What time is the Blue Moon on May 31, 2026?

The moon reaches peak fullness at 4:45 a.m. EDT (8:45 UTC) on Sunday, May 31. Because this happens in the early morning hours, the best nighttime viewing for people in the Americas, Europe, and Africa is Saturday night, May 30, when the moon rises in the east around sunset and appears full all night long.

What's the difference between a seasonal and a calendrical Blue Moon?

A calendrical Blue Moon is the second full moon in a single calendar month. A seasonal Blue Moon is the third full moon in an astronomical season that has four instead of the usual three. The calendrical definition is the one most people use today, though it actually originated from a misinterpretation in a 1946 magazine article. The seasonal definition is older, tracing back to the Maine Farmers' Almanac in the 1930s.

How do you journal during a Blue Moon?

There's no single right way. The simplest approach is to sit with a notebook sometime during the weekend of the full moon and write about the arc of the month: what changed, what surprised you, what you're ready to release.
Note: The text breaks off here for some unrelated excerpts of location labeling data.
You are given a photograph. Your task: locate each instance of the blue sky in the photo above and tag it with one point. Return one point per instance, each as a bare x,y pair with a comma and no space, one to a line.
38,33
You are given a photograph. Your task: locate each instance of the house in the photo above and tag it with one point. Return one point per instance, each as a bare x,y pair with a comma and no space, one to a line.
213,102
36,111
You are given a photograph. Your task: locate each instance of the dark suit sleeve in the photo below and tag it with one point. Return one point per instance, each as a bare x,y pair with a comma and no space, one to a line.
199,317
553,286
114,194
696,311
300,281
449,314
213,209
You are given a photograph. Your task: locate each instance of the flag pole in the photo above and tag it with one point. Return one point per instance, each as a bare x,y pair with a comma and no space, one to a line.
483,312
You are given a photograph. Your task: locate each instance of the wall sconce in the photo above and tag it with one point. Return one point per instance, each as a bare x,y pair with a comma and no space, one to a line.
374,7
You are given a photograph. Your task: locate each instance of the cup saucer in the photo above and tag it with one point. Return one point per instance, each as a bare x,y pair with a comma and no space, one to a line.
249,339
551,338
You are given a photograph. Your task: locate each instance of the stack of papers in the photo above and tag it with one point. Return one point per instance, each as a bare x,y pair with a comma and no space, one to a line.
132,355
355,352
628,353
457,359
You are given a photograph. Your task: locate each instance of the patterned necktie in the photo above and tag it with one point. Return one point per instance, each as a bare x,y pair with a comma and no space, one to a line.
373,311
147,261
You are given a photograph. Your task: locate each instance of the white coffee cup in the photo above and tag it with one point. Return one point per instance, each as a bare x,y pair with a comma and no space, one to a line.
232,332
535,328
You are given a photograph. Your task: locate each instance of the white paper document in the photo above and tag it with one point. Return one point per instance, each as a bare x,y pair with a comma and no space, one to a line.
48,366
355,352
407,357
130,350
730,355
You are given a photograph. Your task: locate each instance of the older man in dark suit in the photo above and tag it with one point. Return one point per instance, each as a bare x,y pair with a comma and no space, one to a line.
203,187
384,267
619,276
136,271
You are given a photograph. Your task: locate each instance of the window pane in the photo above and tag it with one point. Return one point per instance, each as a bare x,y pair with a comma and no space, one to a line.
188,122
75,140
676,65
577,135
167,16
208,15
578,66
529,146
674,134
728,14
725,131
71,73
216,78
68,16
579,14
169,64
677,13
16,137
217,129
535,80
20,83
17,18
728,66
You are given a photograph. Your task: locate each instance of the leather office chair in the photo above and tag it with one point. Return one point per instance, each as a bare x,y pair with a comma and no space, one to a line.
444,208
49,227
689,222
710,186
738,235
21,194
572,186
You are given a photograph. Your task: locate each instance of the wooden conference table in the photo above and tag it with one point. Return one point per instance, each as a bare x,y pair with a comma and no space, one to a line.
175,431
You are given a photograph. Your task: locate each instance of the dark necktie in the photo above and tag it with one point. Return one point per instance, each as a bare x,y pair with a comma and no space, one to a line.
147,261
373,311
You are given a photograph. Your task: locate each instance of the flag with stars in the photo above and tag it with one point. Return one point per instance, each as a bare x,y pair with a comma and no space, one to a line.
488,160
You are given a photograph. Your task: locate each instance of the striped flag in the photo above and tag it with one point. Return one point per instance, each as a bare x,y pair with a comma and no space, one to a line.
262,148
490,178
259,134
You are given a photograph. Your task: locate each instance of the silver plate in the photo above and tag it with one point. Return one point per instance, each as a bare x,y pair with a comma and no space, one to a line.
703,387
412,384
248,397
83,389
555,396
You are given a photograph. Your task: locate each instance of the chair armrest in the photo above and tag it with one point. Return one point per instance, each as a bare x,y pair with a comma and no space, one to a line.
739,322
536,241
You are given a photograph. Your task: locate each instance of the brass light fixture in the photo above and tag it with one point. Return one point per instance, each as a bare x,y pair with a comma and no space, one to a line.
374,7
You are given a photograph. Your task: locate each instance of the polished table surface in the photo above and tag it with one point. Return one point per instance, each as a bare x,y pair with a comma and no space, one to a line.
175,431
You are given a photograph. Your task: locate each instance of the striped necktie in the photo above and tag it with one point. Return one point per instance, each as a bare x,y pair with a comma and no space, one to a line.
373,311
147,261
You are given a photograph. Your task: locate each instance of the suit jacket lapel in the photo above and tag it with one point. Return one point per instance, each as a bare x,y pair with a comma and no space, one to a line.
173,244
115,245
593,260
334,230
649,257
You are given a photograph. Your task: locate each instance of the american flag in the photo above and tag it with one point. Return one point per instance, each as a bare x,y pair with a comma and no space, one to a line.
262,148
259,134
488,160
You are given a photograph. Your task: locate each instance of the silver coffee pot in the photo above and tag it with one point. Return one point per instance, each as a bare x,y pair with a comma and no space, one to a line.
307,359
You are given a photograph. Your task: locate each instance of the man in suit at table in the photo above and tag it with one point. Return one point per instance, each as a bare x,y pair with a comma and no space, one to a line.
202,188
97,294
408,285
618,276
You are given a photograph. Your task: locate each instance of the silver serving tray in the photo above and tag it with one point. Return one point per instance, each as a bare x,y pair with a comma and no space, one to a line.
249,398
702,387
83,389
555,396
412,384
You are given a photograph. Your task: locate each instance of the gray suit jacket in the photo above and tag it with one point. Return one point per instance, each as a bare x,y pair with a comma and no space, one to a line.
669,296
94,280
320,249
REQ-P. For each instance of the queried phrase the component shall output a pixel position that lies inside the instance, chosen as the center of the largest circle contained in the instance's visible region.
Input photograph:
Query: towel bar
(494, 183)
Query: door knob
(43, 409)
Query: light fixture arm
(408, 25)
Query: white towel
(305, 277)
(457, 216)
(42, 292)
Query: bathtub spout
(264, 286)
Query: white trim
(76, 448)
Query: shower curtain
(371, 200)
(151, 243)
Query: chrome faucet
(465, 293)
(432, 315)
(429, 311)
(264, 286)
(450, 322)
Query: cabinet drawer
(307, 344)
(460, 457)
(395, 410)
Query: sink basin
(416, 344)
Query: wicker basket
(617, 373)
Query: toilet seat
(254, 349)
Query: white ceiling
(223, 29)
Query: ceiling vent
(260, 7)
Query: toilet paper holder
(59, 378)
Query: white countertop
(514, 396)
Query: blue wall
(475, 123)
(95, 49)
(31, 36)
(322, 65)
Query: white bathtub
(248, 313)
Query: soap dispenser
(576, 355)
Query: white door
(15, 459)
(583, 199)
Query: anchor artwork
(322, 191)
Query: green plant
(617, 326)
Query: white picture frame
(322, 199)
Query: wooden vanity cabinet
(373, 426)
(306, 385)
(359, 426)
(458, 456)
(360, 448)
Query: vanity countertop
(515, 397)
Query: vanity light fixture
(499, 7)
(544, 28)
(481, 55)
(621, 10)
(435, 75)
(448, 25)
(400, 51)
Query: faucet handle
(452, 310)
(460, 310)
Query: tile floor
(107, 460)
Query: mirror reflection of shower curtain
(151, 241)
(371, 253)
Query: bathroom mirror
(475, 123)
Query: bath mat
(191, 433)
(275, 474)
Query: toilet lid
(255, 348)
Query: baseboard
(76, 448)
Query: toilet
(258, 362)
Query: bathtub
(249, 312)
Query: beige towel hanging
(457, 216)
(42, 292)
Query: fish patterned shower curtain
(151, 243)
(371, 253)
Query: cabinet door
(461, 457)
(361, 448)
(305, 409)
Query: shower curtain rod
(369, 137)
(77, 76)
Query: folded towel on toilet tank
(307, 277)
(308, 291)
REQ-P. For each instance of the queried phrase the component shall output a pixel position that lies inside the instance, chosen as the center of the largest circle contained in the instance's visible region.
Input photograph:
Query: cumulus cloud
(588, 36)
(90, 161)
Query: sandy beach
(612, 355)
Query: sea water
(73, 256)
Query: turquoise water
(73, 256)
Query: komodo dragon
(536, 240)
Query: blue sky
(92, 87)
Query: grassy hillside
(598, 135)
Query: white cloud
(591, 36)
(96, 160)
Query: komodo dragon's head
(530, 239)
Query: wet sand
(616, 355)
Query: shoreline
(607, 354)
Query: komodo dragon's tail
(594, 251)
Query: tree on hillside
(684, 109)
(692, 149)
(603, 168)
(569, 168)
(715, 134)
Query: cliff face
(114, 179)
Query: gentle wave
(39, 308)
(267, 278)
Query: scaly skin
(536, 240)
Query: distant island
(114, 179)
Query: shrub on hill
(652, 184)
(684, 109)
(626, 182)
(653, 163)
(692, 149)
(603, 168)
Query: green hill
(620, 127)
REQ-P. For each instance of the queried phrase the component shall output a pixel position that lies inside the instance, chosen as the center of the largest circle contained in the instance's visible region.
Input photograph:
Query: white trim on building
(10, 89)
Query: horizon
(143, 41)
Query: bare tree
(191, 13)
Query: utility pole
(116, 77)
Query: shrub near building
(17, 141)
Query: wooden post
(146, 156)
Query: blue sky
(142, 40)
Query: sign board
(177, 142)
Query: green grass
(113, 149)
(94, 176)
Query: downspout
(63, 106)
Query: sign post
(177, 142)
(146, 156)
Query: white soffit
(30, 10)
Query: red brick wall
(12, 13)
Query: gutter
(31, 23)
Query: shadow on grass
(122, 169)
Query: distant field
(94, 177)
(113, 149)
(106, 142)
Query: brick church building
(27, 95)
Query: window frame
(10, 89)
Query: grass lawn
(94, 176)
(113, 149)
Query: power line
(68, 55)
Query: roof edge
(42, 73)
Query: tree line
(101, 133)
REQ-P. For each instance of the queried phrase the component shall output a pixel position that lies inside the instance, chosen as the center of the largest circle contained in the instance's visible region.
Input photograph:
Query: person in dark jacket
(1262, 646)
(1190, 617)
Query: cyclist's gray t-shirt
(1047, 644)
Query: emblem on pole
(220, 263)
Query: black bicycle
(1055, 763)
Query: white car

The prompts in this post are designed to help if you're unsure where to start. The key ingredients are quiet, honesty, and enough time (at least 20 minutes) to get past the surface-level thoughts.

Do you need crystals or special tools for a Blue Moon ritual?

You don't need anything beyond a pen and a notebook. Some people enjoy incorporating candles, crystals, or specific teas into their practice as sensory cues, and those can be lovely, but they're optional. The rituals in this post range from a simple moonlit walk to a group journaling circle, and none of them require anything you don't already have.

One Moon, Two Chances

Most months give you one full moon. May gave you two.

The first one, back on the 1st, arrived at the very beginning of the month, before you knew what May would hold. Now, 30 days later, you know. You know what happened. You know what you handled, what you avoided, what surprised you, and what stayed the same. The Blue Moon arrives with all of that context already in place, which makes it a different kind of full moon: one you can meet with more information, more honesty, and more clarity than you had the first time around.

You don't have to believe the moon has power over your emotions or your fate to find value in pausing under it. The power isn't in the moon. It's in the stopping. It's in the looking up. It's in the willingness to sit with a notebook and ask yourself what's true tonight that wasn't true a month ago.

The next calendrical Blue Moon won't arrive until December 2028. That makes this weekend rare by definition. Use it however it calls to you. Write. Walk. Sit in the quiet. Let the month finish with something more deliberate than another late scroll through your phone.

The moon will be there. Full, bright, and unhurried. The only question is whether you'll go out to meet it.